I read it and said it felt too stiff, too “AI-written.” Claude rewrote it with a more natural, conversational tone. I then said I wanted the article to show the back-and-forth process between me and the AI, not just the end result. Claude restructured the entire piece around our actual conversation flow.
That is three iterations to get to what you are reading now. The AI writes, I direct. The AI suggests, I decide. It is a collaboration, and I think the result is better than what either of us would produce alone.
And here is the part that really gets me: I never even copied and pasted this article into WordPress. Claude has SSH access to the server. When the draft was ready, it ran a command to create the post directly in the WordPress database. The screenshots? Claude uploaded those to the server and registered them in the media library. The SEO-friendly URL, the formatting, the image captions — all handled server-side by the AI.
My literal workflow for publishing a blog post is: have a conversation in Korean, give feedback on drafts, and say “publish it.” That is it. I do not touch the WordPress editor. I do not copy-paste anything. The AI goes from draft to live post in one step.

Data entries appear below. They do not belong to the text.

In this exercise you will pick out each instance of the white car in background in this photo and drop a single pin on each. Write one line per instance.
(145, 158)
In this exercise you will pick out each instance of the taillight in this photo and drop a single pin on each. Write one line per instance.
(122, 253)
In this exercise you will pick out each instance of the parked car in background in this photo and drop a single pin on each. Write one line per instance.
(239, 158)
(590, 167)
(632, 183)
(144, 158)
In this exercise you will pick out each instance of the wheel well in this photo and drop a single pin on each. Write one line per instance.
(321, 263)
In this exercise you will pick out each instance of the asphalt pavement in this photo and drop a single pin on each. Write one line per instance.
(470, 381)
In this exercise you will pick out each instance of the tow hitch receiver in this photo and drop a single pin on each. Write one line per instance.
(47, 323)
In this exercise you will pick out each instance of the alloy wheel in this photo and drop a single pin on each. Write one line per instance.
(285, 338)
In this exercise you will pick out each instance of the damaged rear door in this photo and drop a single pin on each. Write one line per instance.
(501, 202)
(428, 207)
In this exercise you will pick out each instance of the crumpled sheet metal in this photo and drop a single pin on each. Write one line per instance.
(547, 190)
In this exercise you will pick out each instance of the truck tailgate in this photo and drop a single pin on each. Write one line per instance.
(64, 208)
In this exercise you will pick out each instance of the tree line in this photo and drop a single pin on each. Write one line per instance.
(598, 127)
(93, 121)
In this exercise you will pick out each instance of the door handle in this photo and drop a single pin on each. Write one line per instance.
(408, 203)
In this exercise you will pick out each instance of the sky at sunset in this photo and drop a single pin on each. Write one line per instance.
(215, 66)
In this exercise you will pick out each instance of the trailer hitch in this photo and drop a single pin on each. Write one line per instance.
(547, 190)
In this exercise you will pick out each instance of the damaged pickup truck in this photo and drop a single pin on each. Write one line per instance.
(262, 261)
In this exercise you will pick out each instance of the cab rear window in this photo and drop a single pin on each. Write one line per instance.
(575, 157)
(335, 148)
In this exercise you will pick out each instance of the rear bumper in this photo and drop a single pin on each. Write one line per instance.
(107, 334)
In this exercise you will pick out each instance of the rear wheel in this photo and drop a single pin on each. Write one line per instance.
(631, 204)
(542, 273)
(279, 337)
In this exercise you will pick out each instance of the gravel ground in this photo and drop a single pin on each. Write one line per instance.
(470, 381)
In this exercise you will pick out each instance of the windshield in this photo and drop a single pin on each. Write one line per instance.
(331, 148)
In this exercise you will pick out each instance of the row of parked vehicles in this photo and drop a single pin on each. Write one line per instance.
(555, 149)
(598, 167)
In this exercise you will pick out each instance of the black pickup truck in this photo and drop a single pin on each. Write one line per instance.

Why am I telling you all this? Because there are millions of AI-generated articles online pretending to be human-written. I would rather be upfront about it. This entire blog — the server, the configuration, the content, the publishing — is a vibe coding project. And I think showing the process honestly is more interesting than hiding it.
What This Cost
| Item | Cost |
|---|---|
| Vultr VPS | $6/month |
| Domain name | ~$10/year |
| SSL Certificate | Free |
| WordPress + Plugins | Free |
| My actual effort | Taking screenshots, giving directions in Korean |
What is Next
- Write 15-20 posts about my side hustle experiments with vibe coding
- Apply for Google AdSense once there is enough content
- Document everything — real numbers, real failures, real process
Day 1, done. Let us see where this goes.
This post was written with Claude AI. I provided the direction, topic, and screenshots in Korean — Claude turned it into the article you just read.